By Liam Higgins
The choice in Ecuador’s February 7 election is clear. Voters will choose between bigger government and smaller government and between a return to Rafael Correa’s Citizens Revolution or Guillermo Lasso’s plan to revive the economy through private enterprise. They will also choose between improving relations with the U.S. or turning to China for increased trade and financial assistance.
Although the presidential field has 16 candidates, almost all experts consider the election a two-man race between Correa disciple Andrés Arauz and former Guayaquil banker Lasso, with a consensus of polls giving Arauz the advantage heading into what most believe will be run-off election April 11. Some give indigenous candidate Yaku Pérez an outside chance to edge out Arauz or Lasso for the second runoff spot.
When Lasso recently accused Arauz of being a “front” for Correa, Arauz did not object. “My government will recreate the Citizens Revolution that presided in Ecuador from 2007 until 2017,” he said. “Every decision I make will be in consultation with the architect of that government, Rafael Correa.”
Among Arauz’s campaign promises is to build a bigger central government aimed at “serving the people, especially the poor.” One of his first projects – and the one that has gained the most attention — will be to send a $1,000 to a million poor Ecuadorians, which he says he will finance through a Central Bank purchase of securities from the finance ministry.
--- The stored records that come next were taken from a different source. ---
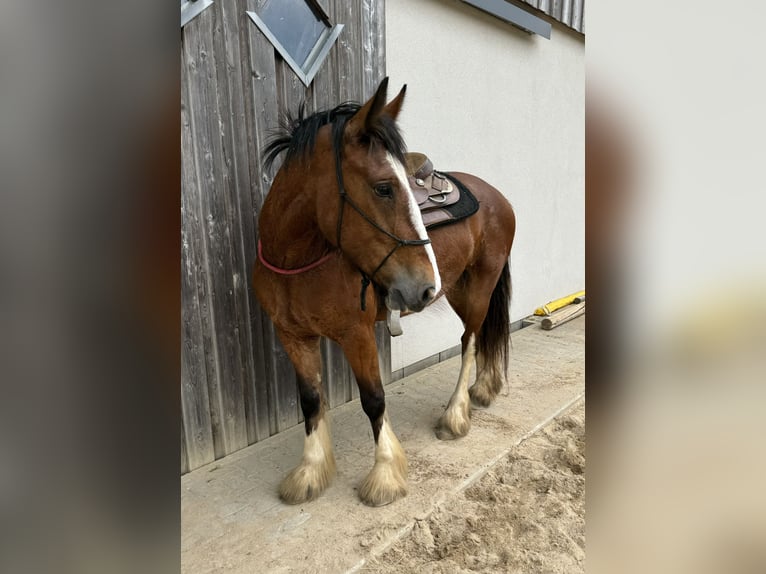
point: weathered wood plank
(566, 12)
(238, 385)
(198, 436)
(237, 201)
(208, 110)
(260, 112)
(556, 9)
(184, 454)
(577, 14)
Arauz, a 35-year-old economist educated at the University of Michigan and the National University of Mexico, blames Ecuador’s current economic crisis on austerity measures imposed by the Lenin Moreno administration based on conditions of the International Monetary Fund, exacerbated by the Covid pandemic. “What we are experiencing is a self-induced recession brought on by the outside force of the IMF,” he says. “My administration will end the relationship with the IMF and reject the demands they have placed on the economy. Instead of austerity, we will boost growth with increased public spending, higher taxes on the wealthy and capital controls to stop money from leaving the country. I reject the dangerous free market orthodoxy that has brought Ecuador to its knees and will stress internal development and social justice.”
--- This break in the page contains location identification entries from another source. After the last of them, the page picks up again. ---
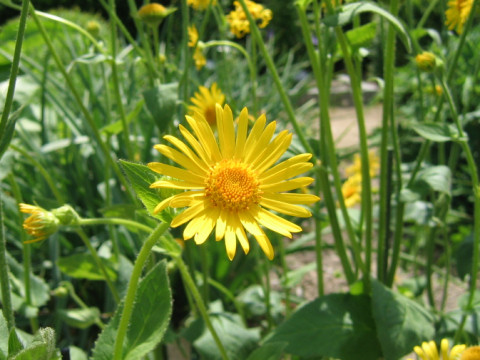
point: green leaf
(83, 266)
(161, 102)
(238, 341)
(335, 325)
(401, 323)
(80, 318)
(271, 351)
(349, 11)
(150, 318)
(141, 177)
(436, 132)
If necessary, Arauz says he will default on IMF and other loans. “We will attempt to make good on them but I will always put the welfare of Ecuadorians first,” he says. “I will follow Rafael’s lead in developing the human capital of this country.” If the country needs financial assistance, he says he will turn to China, not the IMF or the U.S. “China has been a good partner for Ecuador and I will reestablish that relationship when I am in office.”
On other topics, Arauz will “aggressively pursue” a program in increase oil production and mining, recalling Correa’s comment that Ecuador cannot be a poor man sitting on a sack of gold. He rejects demands by environmentalists for more protection of the Amazon and indigenous rights, claiming that oil drilling has left “very small footprints” on the jungle and that indigenous people have, in fact, been consulted on oil and mining projects.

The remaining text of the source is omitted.